Con questa mossa il messaggio del governo di Bengasi all’Occidente è chiaro: la colpa per la chiusura dei pozzi non è nostra e d’ora in avanti non permetteremo più di finanziare l’occupazione di Tripoli con i soldi stessi dei libici. Chi ha firmato accordi con Tripoli negli ultimi anni sappia che sono carta straccia. In Libia fanno sul serio. Ormai solo un intervento militare sul modello del 2011 potrebbe cambiare il corso degli eventi riportandoli a favore del blocco occidentale.

Stephany Khoury, inviata speciale ad interim per la missione delle Nazioni Unite in Libia, diplomatica americana, prova in queste ore a rilanciare un forum di dialogo per indire nuove elezioni. La solita ricetta: le regole per le elezioni le stabiliamo noi e Saif Gheddafi, il popolare figlio dell’ex leader deposto nel 2011, non deve essere eletto. L’obiettivo di questi forum di dialogo appare sempre il medesimo: prendere tempo e rinviare nuovamente le elezioni. È la stessa ricetta da 3 anni a questa parte. Non funzionerà.

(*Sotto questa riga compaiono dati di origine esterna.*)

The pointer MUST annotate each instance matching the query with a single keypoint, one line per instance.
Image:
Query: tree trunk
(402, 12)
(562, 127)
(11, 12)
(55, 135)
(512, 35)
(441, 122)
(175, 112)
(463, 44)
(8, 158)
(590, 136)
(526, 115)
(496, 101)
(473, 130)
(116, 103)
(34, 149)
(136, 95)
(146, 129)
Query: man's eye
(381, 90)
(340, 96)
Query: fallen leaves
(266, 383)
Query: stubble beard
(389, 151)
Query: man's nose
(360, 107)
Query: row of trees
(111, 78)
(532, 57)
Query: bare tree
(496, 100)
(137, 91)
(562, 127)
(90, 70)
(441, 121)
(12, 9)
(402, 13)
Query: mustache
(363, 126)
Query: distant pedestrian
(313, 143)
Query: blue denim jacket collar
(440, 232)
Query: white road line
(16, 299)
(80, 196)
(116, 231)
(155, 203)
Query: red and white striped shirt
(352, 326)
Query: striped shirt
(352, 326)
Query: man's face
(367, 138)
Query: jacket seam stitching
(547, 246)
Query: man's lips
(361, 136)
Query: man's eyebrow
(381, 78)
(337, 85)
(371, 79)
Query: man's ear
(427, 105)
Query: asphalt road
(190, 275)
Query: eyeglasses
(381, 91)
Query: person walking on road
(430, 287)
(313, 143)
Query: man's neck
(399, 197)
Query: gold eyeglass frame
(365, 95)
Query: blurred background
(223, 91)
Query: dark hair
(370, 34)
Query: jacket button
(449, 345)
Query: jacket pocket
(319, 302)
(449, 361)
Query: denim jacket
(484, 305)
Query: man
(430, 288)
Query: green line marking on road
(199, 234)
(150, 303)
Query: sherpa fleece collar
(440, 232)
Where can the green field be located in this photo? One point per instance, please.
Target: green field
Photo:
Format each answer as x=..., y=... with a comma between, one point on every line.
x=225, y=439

Intanto l’Esercito nazionale libico è alle porte di Ghadames, in direzione della Tripolitania. Chi ha impedito a tutti i costi le elezioni in Libia in questi ultimi tre anni si dovrà assumere la responsabilità di quello che sta per succedere.

[di Michelangelo Severgnini*]

* Autore del documentario “Una storia antidiplomatica” (2024), che racconta le vicende della Libia dalla “rivoluzione del 2011” e del documentario “L’urlo“, opera censurata che racconta il lato oscuro del traffico di migranti.